Более того, хотя палеоантроп и был вытеснен из нашего мира неоантропом, что-то должно было сохраниться и от него. Вряд ли миллионы лет своего существования человек не говорил совсем, а потом вдруг сразу заговорил. Вопрос, скорее, в другом, как он “говорил”? Наверное, это была еще не речь в нашем понимании, а отдельные возгласы и наборы звуков, в основном согласных, способных выражать эмоции и даже передавать приказы, но не образующих фраз. И не следует думать, что все палеоантропы были уничтожены физически. Никакого вселенского геноцида не было. Оба человеческих вида длительное время, десятки тысяч лет, сосуществовали (а, может быть, и продолжают сосуществовать !) и частично смешивались, ведь, в конце концов, оба Homo принадлежали к одному биологическому виду. “Смешанные браки” вместе с унаследованной от “Адама” и “Евы” способностью не только говорить, но и передавать это ценнейшее свойство по наследству позволили новому человечеству сохранить и огромный накопленный в течение двух-трех миллионов лет генофонд, и... специфические особенности речи, унаследованные от отдельных популяций палеоантропа. И, может быть, именно с тех незапамятных времен осталось в африканских языках множество специфических щелкающих звуков, а во всех языках народов Кавказа, между прочим, совершенно не родственных друг другу, изобилие гортанных согласных.
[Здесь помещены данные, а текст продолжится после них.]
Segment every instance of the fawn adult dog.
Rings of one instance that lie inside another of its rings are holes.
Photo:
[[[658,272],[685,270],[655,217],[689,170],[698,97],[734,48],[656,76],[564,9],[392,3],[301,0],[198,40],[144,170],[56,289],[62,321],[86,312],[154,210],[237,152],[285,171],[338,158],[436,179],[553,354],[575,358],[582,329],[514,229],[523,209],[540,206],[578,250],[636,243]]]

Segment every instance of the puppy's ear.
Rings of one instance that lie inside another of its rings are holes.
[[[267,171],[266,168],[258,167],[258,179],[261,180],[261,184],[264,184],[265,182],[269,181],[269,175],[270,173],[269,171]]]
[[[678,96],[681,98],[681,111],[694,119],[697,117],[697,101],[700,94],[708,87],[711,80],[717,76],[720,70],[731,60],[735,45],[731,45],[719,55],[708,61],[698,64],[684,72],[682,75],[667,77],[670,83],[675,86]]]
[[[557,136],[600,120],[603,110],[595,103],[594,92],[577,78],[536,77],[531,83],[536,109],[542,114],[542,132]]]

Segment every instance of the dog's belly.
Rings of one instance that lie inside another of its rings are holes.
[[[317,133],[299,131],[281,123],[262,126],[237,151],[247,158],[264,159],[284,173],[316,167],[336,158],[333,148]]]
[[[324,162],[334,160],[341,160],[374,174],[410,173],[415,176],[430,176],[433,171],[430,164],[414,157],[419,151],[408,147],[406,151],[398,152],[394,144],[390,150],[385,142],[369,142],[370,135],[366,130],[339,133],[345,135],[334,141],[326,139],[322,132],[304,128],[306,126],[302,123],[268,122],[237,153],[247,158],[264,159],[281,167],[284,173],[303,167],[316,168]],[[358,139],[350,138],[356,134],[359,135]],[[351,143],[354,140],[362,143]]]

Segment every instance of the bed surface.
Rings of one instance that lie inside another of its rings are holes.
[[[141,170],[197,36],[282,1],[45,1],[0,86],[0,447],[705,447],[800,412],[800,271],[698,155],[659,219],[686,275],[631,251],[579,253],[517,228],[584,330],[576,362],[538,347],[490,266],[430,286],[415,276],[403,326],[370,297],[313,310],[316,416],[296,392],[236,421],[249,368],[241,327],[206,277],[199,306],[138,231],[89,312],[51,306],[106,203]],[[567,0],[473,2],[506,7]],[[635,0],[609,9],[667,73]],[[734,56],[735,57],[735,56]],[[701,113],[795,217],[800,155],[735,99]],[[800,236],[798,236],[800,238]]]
Так что, похоже, лингвистам еще есть, над чем потрудиться. Восстановленное генеалогическое дерево народов и языков может оказаться пустынной “верблюжьей колючкой”, корни которой многократно длиннее самого растения. И ох как глубоко придется покопаться лингвистам, чтобы разобраться в хитросплетениях его корней, сосущих соки живой разговорной речи из глубин… миллионолетий!
Сентябрь 1996
На главную
[1]) неапол. «Это — Неаполь, страна, которая не умирает» (неаполитанская песня).
[2]) Сейчас появились основания считать, что Южная Америка заселялась из Океании.
[3]) Тот же метод установления генетического родства использовался, в частности, совсем недавно при идентификации останков последней царской семьи Романовых, найденных под Екатеринбургом.
[4]) См. «Чудеса и приключения» № 4, 1997 г.